Ne kadar medya okuryazarısınız?
Bizim Medyamız (Our Media)
AB tarafından finanse edilen ve 2023-2025 yıllarını kapsayacak "Bizim Medyamız" (Our Media) projesinin partnerleri arasında IPS İletişim Vakfı/bianet de var.
"Bizim Medyamız: Medya Okuryazarlığının ve Aktivizminin Çoğaltılması, Kutuplaşmanın Önlenmesi ve Diyalogun Teşvik Edilmesi için Sivil Toplum Hareketi" projesi üç yıl sürecek.
Projenin ilk odağı, Balkanlar ve Türkiye'de, STK'lerin, medya profesyonellerinin, genç aktivistlerin ve kamunun; medya özgürlüğünün yanında medyanın gelişimine ve sürdürülebilirliğine dair eğilimler ve zorluklar hakkında kapasite geliştirmelerini sağlamak olacak.
AB tarafından finanse edilen ve 2023 – 2025 yıllarını kapsayacak "Bizim Medyamız" projesinin partnerleri şöyle:
- Güney Doğu Avrupa Medya Profesyonelleşmesi Ağı (SEENPM)
- Arnavutluk Medya Enstitüsü (Tiran)
- Mediacentar Vakfı (Sarajevo)
- Kosova Basın Konseyi
- Karadağ Medya Enstitüsü (Podgorica)
- Makedonya Medya Enstitüsü (Üsküp)
- Novi Sad Gazetecilik Okulu (Novi Sad)
- Barış Ensitüsü (Ljubljana)
- bianet (Türkiye).
"Bizim Medyamız" projesinin IPS İletişim Vakfı/bianet adına araştırmacısı vakfın araştırma koordinatörü Sinem Aydınlı.
Yeni bir sivil toplum hareketi: Bizim Medyamız
Projenin kapsamı
Proje, medyanın sürdürülebilirliğine yönelik ana eğilimleri, riskleri ve fırsatları belirlemek ve medya özgürlüğü ile medya ve bilgi okuryazarlığını (MIL) desteklemek için medya aktivizmi çalışmalarındaki iyi uygulamaları haritalandırabilmeye yönelik bir araştırmayla başlıyor. Araştırma bulguları, medyadaki zorlukları ele alabilmek için medya alanındaki STK'lerin ve diğer paydaşların kapasitelerini güçlendirmek için kullanılacak.
"Bizim Medyamız" kapsamında gazetecilerin, medya kuruluşlarının ve medya kurumlarının kapasitesilerini anlamaya yönelik savunuculuk faaliyetleri yapılacak. Yerel ve ulusal medya ve diğer aktörlerin, medyadaki toplumsal cinsiyet eşitsizliklerine yönelik medya aktivizmi çalışmaları yapması teşvik edilecek. Proje kapsamında ayrımcılığa ve cinsiyetçi kalıp yargılara karşı çıkma ve yapılacak çeşitli aktiviteler aracılığıyla toplumsal cinsiyet eşitliğini destekleme konusunda genç liderler güçlendirilecek.

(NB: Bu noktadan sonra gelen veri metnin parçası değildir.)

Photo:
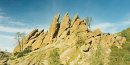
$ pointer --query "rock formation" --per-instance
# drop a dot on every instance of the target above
(75, 42)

Proje, kentsel ve kırsal alanlardaki STK'lere verilen mali destekle, yurttaşların MIL becerilerini geliştirmek, medya özgürlüğü ve bütünlüğünü desteklemek ve propaganda, nefret söylemi ve dezenformasyondan kaynaklanan kutuplaşmaya karşı koymak amacıyla yerel topluluklara ulaşacak.